Entre as restrições estabelecidas a dirigentes de instituições executoras de projetos estão, por exemplo: não exercerem cumulativamente cargo em organização sindical; não serem dirigentes estatutários de partidos políticos; nos últimos 36 meses, não terem participado na estrutura decisória de partido político ou em trabalho vinculado a organização, estruturação e realização de campanha eleitoral.

De acordo com a PFDC, as restrições estabelecidas pelo Banco Nacional de Desenvolvimento Econômico e Social excedem, em muito, as possibilidades de intervenção estatal nas organizações da sociedade civil. “Além de não prevista em lei ou em instrumento contratual, esse tipo de exigência tem o condão de inibir arranjos associativos para assegurar o recebimento de parcela. Por isso ela é, além de ilegal, imoral”.

Falta de clareza e violações de direitos

Na quarta-feira (26), o BNDES respondeu o ofício com o pedido de informações feito pela Procuradoria Federal dos Direitos do Cidadão. O documento, no entanto, é de tal forma incompreensível que fica difícil identificar se a ausência de declaração por parte das ONGs inviabilizaria, ou não, o repasse das parcelas a vencer. Também não fica claro se a participação de dirigentes em partido político ou organização sindical teria o potencial de “comprometer a imagem do banco”, conforme foi apontado pelo BNDES, ou mesmo se caberia à instituição financeira a identificação de dirigentes em entidades de natureza partidária ou sindical. “Quaisquer dessas hipóteses, no entanto, são absurdas”, aponta a procuradora federal dos Direitos do Cidadão, Deborah Duprat.

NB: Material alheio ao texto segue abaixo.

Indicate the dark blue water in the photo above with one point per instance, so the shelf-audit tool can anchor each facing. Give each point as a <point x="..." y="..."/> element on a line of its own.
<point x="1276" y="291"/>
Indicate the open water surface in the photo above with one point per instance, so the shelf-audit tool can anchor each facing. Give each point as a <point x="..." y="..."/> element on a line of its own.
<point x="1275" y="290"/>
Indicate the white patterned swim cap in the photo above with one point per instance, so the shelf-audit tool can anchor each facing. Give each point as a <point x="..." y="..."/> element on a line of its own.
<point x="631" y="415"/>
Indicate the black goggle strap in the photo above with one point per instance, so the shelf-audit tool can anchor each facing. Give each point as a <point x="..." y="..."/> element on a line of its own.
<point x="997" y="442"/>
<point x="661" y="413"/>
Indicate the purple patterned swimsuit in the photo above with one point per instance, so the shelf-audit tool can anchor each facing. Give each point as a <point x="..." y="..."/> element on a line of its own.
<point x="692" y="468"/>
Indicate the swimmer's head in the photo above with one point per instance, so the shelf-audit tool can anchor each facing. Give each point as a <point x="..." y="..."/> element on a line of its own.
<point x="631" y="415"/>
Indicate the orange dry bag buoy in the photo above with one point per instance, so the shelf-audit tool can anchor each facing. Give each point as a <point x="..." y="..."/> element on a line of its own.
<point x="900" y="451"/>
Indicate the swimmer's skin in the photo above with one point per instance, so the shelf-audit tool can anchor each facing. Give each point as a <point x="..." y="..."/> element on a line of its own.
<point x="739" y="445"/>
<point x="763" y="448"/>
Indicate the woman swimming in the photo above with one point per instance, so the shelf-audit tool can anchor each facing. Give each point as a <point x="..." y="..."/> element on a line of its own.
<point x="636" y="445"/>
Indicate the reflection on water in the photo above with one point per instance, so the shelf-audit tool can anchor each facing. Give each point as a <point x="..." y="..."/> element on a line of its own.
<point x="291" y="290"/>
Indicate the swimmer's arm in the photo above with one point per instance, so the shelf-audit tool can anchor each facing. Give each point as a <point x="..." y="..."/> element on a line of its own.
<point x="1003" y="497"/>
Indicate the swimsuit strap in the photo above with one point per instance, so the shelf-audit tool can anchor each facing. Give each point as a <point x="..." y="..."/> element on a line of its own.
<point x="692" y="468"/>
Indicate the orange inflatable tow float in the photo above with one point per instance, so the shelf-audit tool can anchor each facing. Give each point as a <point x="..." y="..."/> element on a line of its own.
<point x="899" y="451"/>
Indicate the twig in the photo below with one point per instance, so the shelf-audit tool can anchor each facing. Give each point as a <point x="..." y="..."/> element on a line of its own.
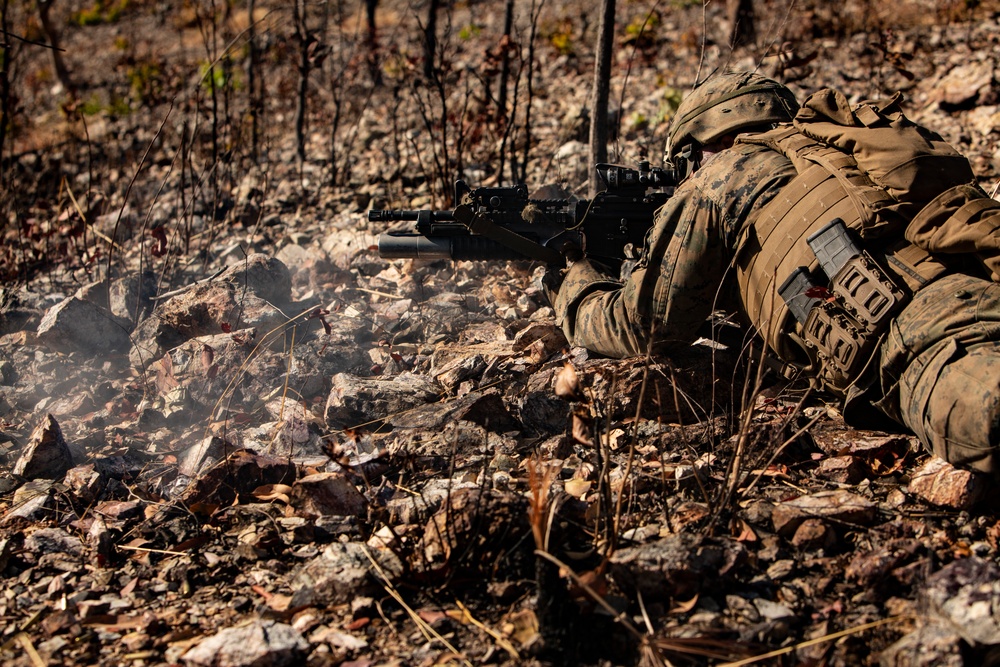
<point x="500" y="639"/>
<point x="812" y="642"/>
<point x="425" y="628"/>
<point x="29" y="648"/>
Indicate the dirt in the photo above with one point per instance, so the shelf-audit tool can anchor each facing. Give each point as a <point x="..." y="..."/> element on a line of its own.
<point x="335" y="458"/>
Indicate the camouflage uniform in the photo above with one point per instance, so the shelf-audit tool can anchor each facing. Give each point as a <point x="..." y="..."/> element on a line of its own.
<point x="676" y="283"/>
<point x="937" y="370"/>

No documento no qual encaminha o caso à Procuradoria da República no Rio de Janeiro, a PFDC destaca que a administração pública direta e indireta de quaisquer dos Poderes tem como um dos seus princípios norteadores o da legalidade e que a Lei 13.019/2014 – regime jurídico que estabelece as regras acerca das parcerias entre administração pública e organizações da sociedade civil – não inclui as exigências constantes da declaração proposta pelo BNDES entre as vedações estipuladas para essa forma de cooperação.

“De mais a mais, as condições para a liberação de cada parcela dos recursos foram determinadas no momento da constituição dos contratos, e constitui ofensa ao princípios da moralidade e da boa-fé objetiva administrativa, do pacta sunt servanda e da segurança jurídica a superveniência de exigências novas”.

Ainda de acordo com a Procuradoria, as exigências também conflitam com o texto constitucional, que assegura liberdade plena de associação como direito fundamental, e tem a cidadania e o pluralismo político como fundamentos do Estado democrático de direito – o que implica necessariamente a possibilidade de filiação a partido político e de participação em sua estrutura decisória de forma livre e autônoma.

“A exigência da declaração, além de aparência de desvio de poder, parece ser mais uma iniciativa voltada ao controle das organizações da sociedade civil”, reforça a PFDC, ao destacar que o complexo de normas existente no ordenamento jurídico brasileiro já satisfaz, com folga, o controle das organizações da sociedade civil no que diz respeito à licitude de suas atividades e à gestão de recursos públicos.

Interferência estatal em ONGs

A tentativa de indevida interferência estatal no funcionamento de organizações da sociedade civil foi recentemente derrubada pelo Congresso Nacional durante a análise da MP 870, publicada pelo Governo Federal em janeiro de 2019 e que propunha como uma das funções da Secretaria de Governo da Presidência da República “supervisionar, coordenar, monitorar e acompanhar” a atuação de ONGs no Brasil.

À época, a Procuradoria Federal dos Direitos do Cidadão chegou a encaminhar ao Congresso uma nota técnica na qual apontava as inconstitucionalidades da medida, além de representação feita à Procuradoria-Geral da República para que o caso fosse levado ao Supremo Tribunal Federal.

De acordo com o texto aprovado pelo Congresso Nacional, ao invés de “supervisionar, coordenar, monitorar e acompanhar” o funcionamento de ONGs, cabe à Secretaria de Governo da Presidência apenas a função de “coordenar a interlocução do Governo Federal com as organizações internacionais e organizações da sociedade civil que atuem no território nacional, acompanhar as ações e os resultados da política de parcerias do Governo Federal com estas organizações e promover boas práticas para a efetivação da legislação aplicável”.